Zum anderen liebe ich seine Figurenzeichnungen. Diese sind nie eindimensional. Es gibt keine ausschließlich guten oder bösen Menschen. Alle Personen verfügen über eine vollständige Persönlichkeit, so wie auch wir Menschen im realen Leben nicht eindimensional sind. Das finde ich sehr spannend, denn die einzelnen Personen verändern bzw. vervollständigen sich im Laufe des Geschehens immer wieder. Dabei muss auch ich wiederholt meine Meinung zu den Figuren hinterfragen und meine Sicht auf sie anpassen. Wie bereits bei seinem Schreibstil, präsentiert der Autor den Blick auf eine Person, nur um diesen nach und nach vollkommen über den Haufen zu werfen. Vor unseren Augen werden unsere automatischen Annahmen entlarvt und wir revidieren im Laufe der Geschichte mehrfach das Bild, welches wir uns beim Lesen von der Figur gemacht haben. Das ist spannend und unterhaltsam, lässt meine Neugierde darauf, was ich noch nicht über die Person weiß, ins Unendliche wachsen.

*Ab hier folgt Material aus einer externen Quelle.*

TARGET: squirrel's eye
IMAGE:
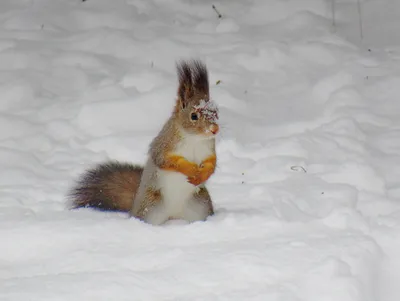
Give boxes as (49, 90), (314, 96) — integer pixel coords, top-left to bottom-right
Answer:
(190, 113), (199, 120)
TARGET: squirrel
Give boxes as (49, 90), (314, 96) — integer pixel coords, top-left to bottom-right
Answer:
(70, 60), (219, 225)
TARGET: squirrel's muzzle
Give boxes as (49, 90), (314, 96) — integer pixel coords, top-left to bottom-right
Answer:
(210, 123), (219, 135)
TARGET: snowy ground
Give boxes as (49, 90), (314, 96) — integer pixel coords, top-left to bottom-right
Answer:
(0, 0), (400, 301)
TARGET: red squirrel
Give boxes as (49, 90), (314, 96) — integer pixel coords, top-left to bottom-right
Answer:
(70, 60), (219, 225)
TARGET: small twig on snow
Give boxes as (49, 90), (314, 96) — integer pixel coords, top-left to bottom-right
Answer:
(213, 4), (222, 19)
(357, 0), (364, 41)
(290, 165), (307, 173)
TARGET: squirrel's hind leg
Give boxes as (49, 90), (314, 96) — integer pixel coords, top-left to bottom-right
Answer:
(183, 186), (214, 222)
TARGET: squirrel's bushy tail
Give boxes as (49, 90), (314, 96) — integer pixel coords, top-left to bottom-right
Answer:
(69, 162), (143, 212)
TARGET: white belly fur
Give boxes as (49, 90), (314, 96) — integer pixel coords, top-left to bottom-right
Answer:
(158, 131), (213, 218)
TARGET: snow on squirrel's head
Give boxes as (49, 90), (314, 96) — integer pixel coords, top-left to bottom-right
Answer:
(174, 60), (219, 137)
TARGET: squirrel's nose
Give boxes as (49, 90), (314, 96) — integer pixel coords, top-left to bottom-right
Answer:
(210, 123), (219, 135)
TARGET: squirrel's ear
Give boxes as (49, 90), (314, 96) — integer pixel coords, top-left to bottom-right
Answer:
(177, 60), (209, 108)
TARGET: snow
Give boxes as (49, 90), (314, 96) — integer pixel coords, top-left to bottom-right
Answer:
(0, 0), (400, 301)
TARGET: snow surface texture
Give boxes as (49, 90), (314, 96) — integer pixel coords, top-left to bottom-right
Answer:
(0, 0), (400, 301)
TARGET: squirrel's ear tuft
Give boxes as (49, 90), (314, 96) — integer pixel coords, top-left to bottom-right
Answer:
(177, 60), (209, 108)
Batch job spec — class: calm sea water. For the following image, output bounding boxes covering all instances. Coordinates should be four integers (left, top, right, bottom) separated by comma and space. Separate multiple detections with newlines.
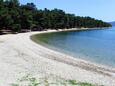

Genau diese beiden typischen Eigenheiten bietet mir der Autor auch wieder in seinem Buch „Das ungezähmte Tier“ und hat mich damit erstklassig unterhalten. Bis zum Ende der Geschichte bin ich mir nie sicher, welche Wendung die Handlung noch nehmen und was mit den Personen passieren wird. Am Ende des Buches bin ich zufrieden mit der Erzählung, die der Autor mir geliefert hat. Manches habe ich gemutmaßt, anderes kam überraschend.
Gelesen wird das Hörbuch von Torben Kessler. Er liest auch die anderen Bücher des Autors. Das macht er sehr gut und er passt für mich perfekt zum Erzählstil von Joel Dicker.
„Das ungezähmte Tier“ kommt vielleicht nicht an die Romane um seine berühmte Figur Harry Quebert heran. Das Buch ist jedoch besser als viele andere Romane, die gehypt werden und in den Bestsellerlisten zu finden sind.